In Mel Brook’s 1976 movie “Young Frankenstein,” Fredrick Frankenstein (Gene Wilder), grandson of the original Dr. F., recaptures his erratically behaving Monster (Peter Boyle). He then tries to show the nervous townsfolk just how bright and good-natured his creature is by preforming a dancing and singing duet of “Putting on the Ritz.” And, after some rehearsal (we assume), the monster remembers and performs every word.
The scene is hilarious, but there’s solid science there: The monster’s borrowed brain was demonstrating a technique that can give you a monster memory, too. Speaking – or singing and dancing -- out loud improves long-term memory.
In a new study, researchers from Canada’s University of Waterloo had groups of students focus on dozens of words either by hearing a recording of their own voice saying the words, by hearing someone else say them, by reading the words silently or by reading them aloud. Then, the students were shown words and asked if they had just studied them or not. Those who read the words aloud were far more able to remember correctly, around 77 percent of the time.
Seems combining reading and vocalization activates two parts of the brain and involves physical motion – a sure-fire way to strengthen memory muscles. So the next time you want to remember a phone number or a document at work, find a spot where you can read it aloud. And if anyone asks, you’re not talking to yourself, you’re doing brain exercises.
Ban on triclosan
For a long time, triclosan was thought to be a pretty good bet because it helped knock out unwanted bacteria in consumer and hospital products. It’s been used in everything from cleaning supplies to toothpaste – in fact, any product that says “antimicrobial” or “antibacterial” on the label may contain triclosan or its cousin triclocarbon.
Unfortunately, triclosan’s antiseptic properties are toxic to the liver, thyroid and lungs. It’s also a hormone disruptor and promotes antibiotic resistance. So the Food and Drug Administration has banned it for use in over-the-counter health care antiseptic products, labeling it “not generally regarded as safe”. Previously it was banned from use in soaps, but even with this new ban, it’s still in use until December 2018.

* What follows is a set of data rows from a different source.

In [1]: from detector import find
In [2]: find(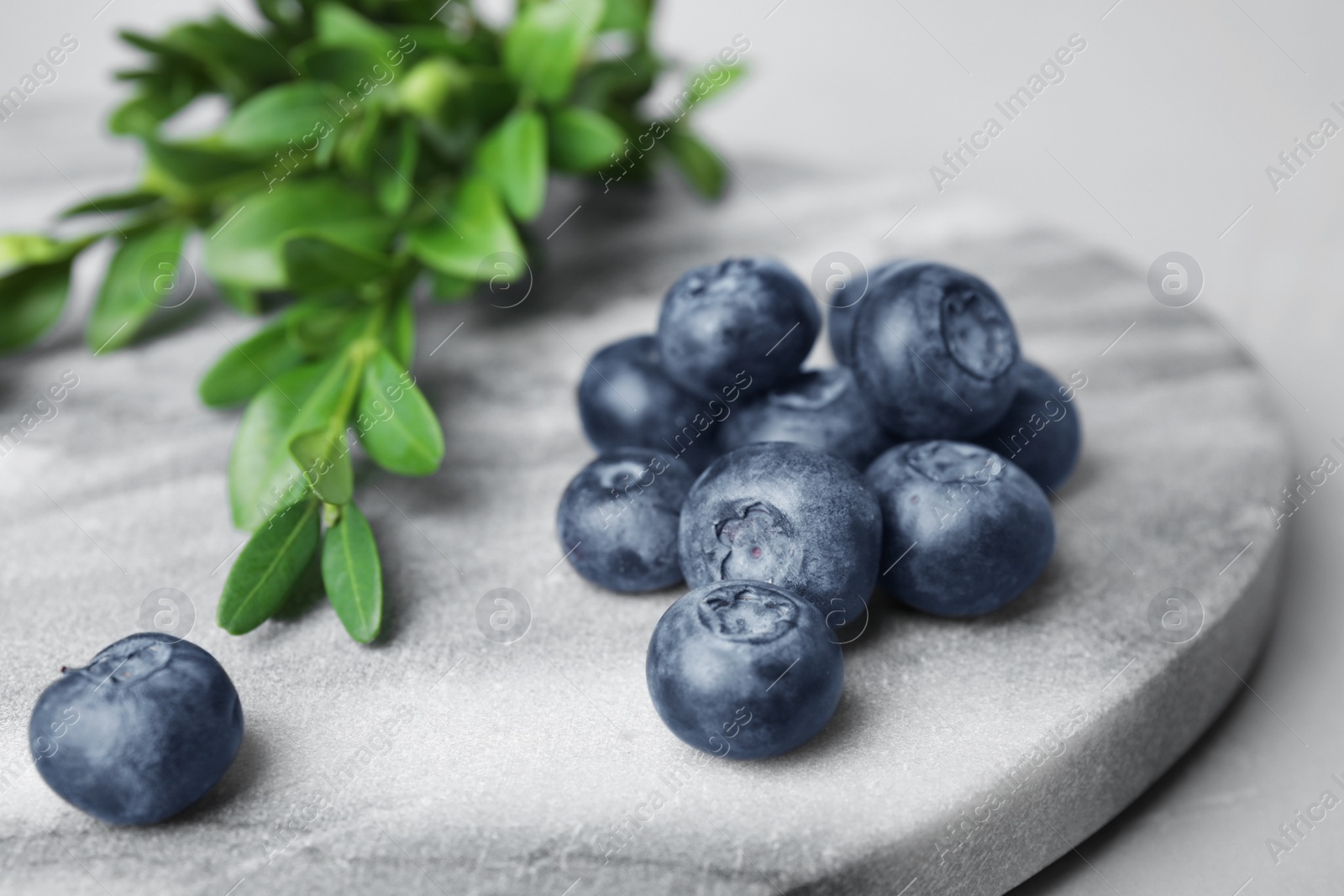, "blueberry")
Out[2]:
[580,336,715,473]
[657,258,822,396]
[851,262,1017,441]
[645,582,844,759]
[558,448,694,591]
[869,441,1055,616]
[719,367,891,470]
[29,631,244,825]
[976,359,1084,490]
[679,442,882,627]
[827,258,910,367]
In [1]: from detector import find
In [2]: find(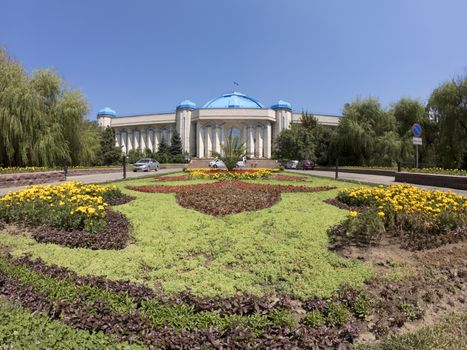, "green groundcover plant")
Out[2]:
[0,174,372,297]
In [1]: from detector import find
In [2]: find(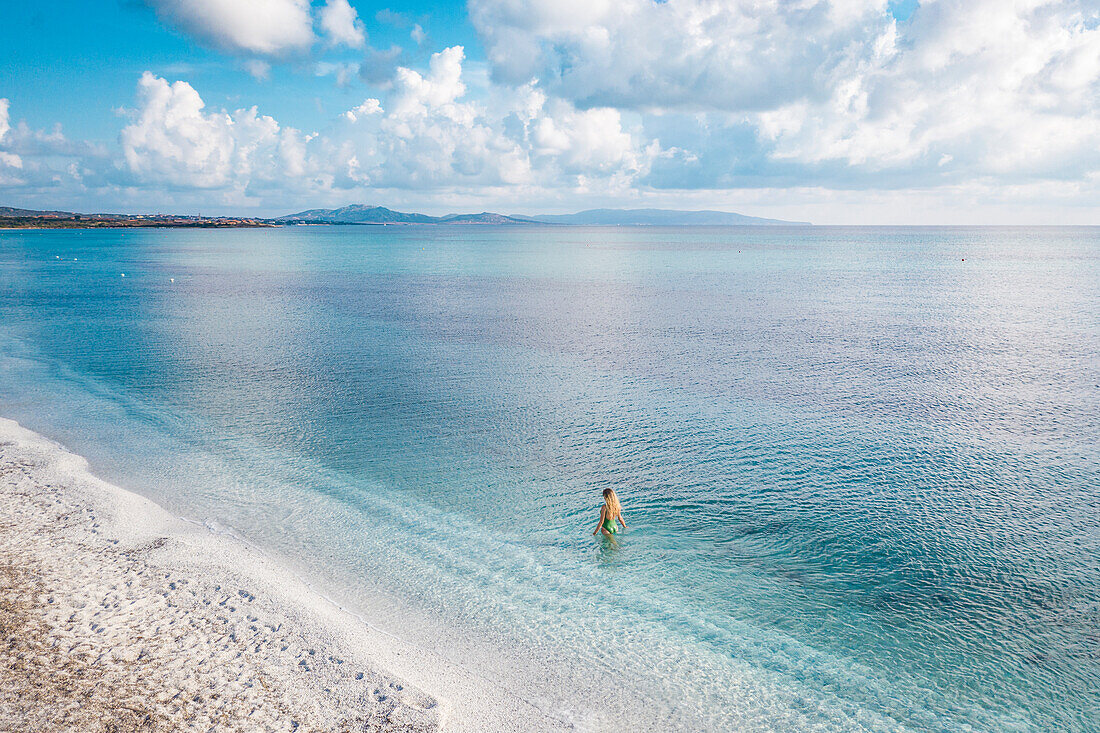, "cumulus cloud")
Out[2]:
[120,72,306,188]
[470,0,1100,187]
[145,0,314,56]
[0,99,23,176]
[759,0,1100,179]
[320,0,366,48]
[0,99,11,142]
[470,0,889,110]
[106,46,657,195]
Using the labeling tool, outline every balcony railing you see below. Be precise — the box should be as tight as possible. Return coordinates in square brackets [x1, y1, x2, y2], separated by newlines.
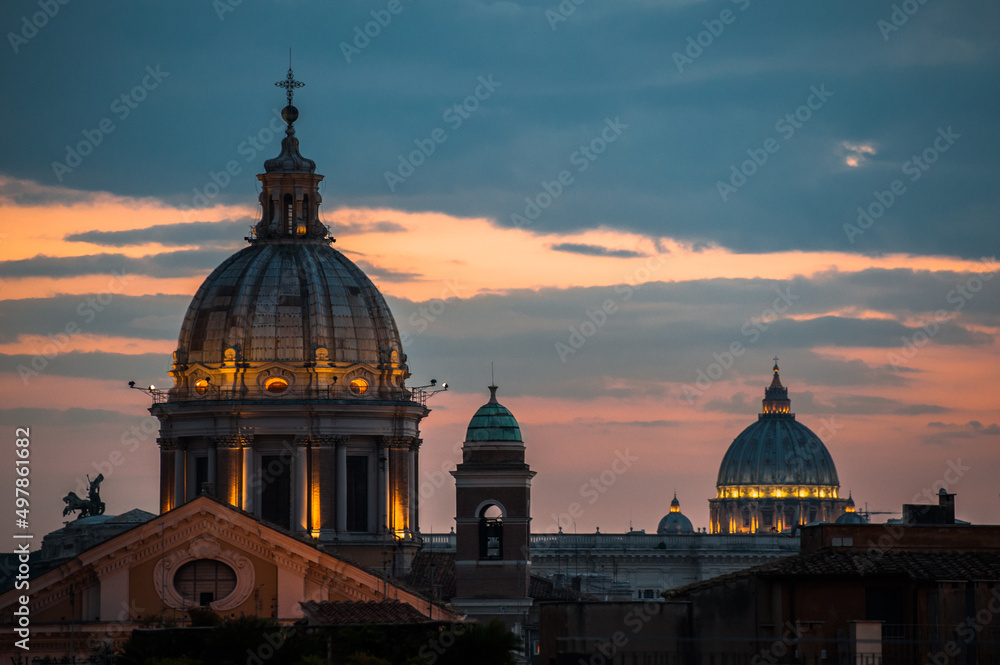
[141, 385, 433, 406]
[421, 533, 799, 556]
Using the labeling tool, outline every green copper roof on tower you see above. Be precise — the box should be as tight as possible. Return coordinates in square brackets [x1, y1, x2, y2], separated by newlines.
[465, 386, 522, 442]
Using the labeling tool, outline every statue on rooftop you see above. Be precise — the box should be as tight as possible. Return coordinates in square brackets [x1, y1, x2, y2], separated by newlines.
[63, 473, 104, 519]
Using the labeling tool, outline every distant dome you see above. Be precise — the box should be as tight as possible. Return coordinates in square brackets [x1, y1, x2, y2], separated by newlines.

For a complete list of consumer products (215) that contain triclosan, go to the Environmental Working Group’s website (EWG.org) and look for Skin Deep Cosmetics Database.
Mom’s pregnancy diet
In the 2008 movie “Baby Mama,” Kate (Tina Fey), a working woman in her 30s, finds that she can’t have a baby and hires Angie (Amy Poehler) as a surrogate. Angie, who’s a junk-food junkie, is reprimanded by Kate: “I don’t want my kid born addicted to high-fructose corn syrup!” “Really?” Angie replies, amazed that what she eats actually could cause that.
Well, Kate was right. Being concerned about her future child’s corn syrup addiction is legitimate. We know that moms-to-be are aware of the importance of staying healthy for themselves and the health of the fetus, but it’s easy to overlook how powerful an influence your food and supplement choices have on the future health of your child. In a new analysis of over 40 studies on kids’ food preferences, researchers determined that flavors from a pregnant woman’s diet actually reach the fetus and shape food preferences.
Says lead author Stephanie Anzman-Frasca, Ph.D., “These early exposures familiarize the baby with specific flavors as well as the experience of variety and set the stage for later acceptance of healthy flavors in solid foods.”
So if you’re enjoying broccoli, dark greens like kale and good-for-you salmon while you’re pregnant, your fetus will experience those flavors and learn to love them. Then when you start feeding your child solid foods, the battle over “eat your vegetables” will be won before it begins.
Avoiding varicose veins
Veins carry blood back to the heart after oxygen is delivered to your cells. They accomplish their mission by using valves that open and close, keeping blood headed in the right direction. But if those valves weaken, blood can back up and pool, causing swollen, twisted veins. If you notice them on your calves or thighs, there are ways to ease the pain and stop them from getting worse:
▪ Exercise regularly to strengthen vessel walls and move blood through your veins.
▪ Don’t sit for long periods of time; elevate legs when resting.
▪ Maintaining a healthy weight relieves pressure on veins.
▪ Avoid tight clothes around the groin and thighs.
▪ Wear compression stockings (the right compression pressure) and put them on correctly, if prescribed.
▪ Talk to your doc about routine aspirin use.
Mehmet Oz, M.D. is host of “The Dr. Oz Show,” and Mike Roizen, M.D. is Chief Wellness Officer and Chair of Wellness Institute at Cleveland Clinic.